HAPTIX: Simulation of prosthetic devices

Fundamentally, robotics is about helping people. Robots help us manufacture things, help us build things, and help make our lives easier and more convenient. As robotic systems increase in sophistication and capability, they’re starting to help people more directly, in elder care, rehabilitation centers, and hospitals. In the near future, robotics will become even more tightly integrated with humanity, to the point where cybernetics will be able to restore function to people with disabilities.
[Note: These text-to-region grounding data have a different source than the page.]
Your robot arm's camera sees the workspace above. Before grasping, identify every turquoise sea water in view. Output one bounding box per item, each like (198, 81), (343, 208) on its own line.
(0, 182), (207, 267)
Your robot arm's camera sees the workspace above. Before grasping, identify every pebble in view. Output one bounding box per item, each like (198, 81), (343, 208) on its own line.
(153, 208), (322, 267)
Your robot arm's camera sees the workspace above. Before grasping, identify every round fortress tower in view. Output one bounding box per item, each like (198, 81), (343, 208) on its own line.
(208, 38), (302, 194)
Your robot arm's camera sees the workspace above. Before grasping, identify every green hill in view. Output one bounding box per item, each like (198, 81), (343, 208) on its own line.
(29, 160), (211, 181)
In particular, amputee military personnel are the focus of one such program.

In 2014, DARPA announced its Hand Proprioception and Touch Interfaces (HAPTIX) program, which “seeks to create a prosthetic hand system that moves and provides sensation like a natural hand.”

According to Doug Weber, DARPA program manager of HAPTIX: “We believe that HAPTIX will create a sensory experience so rich and vibrant that the user will want to wear his or her prosthesis full-time and accept it as a natural extension of the body. If we can achieve that, DARPA is even closer to fulfilling its commitment to help restore full and natural functionality to wounded service members.”
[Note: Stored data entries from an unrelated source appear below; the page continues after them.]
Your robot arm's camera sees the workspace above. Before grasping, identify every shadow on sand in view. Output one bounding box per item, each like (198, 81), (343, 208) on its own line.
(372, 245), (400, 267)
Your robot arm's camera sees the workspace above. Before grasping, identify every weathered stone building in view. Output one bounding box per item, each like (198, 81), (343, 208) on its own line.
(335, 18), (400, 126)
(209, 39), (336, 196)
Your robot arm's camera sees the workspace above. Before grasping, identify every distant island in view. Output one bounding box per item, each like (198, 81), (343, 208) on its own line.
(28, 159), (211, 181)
Three different teams are involved in the HAPTIX project, and its success will depend on a carefully optimized mix of hardware, user interfaces, and control algorithms. OSRF is proud to be providing a customized version of the Gazebo simulator to the HAPTIX teams, allowing them to run tests on their software without being constrained by hardware availability: essentially, a kind of virtual playground for software engineers.

“The goal of HAPTIX is for OSRF to provide a realistic prosthetic simulation environment for biomechanical engineers to develop controllers for advanced prosthetics with high degrees of freedom,” explains John Hsu, co-founder and Chief Scientist at OSRF. The advanced prosthesis that DARPA is using in the HAPTIX program is DEKA’s “Luke” robotic arm, a 14 DoF cybernetic total arm replacement system. However, the arm is currently controlled by simple user interfaces designed for testing, and part of what HAPTIX hopes to deliver are interfaces that utilize control signals from muscles and nerves, while simultaneously delivering sensory feedback.

After nearly ten years of work and $40 million from DARPA, DEKA’s robotic arm is an amazing piece of hardware, but that’s just the beginning. “The hardware, in my opinion, needs to come before the software,” says Hsu. “They can be designed at the same time, but the hardware has a longer iteration cycle. Once you develop a nice hardware platform that’s stable, then you give it to the software team, and they take off, working really fast on the software while in the meantime trying not to break the hardware.”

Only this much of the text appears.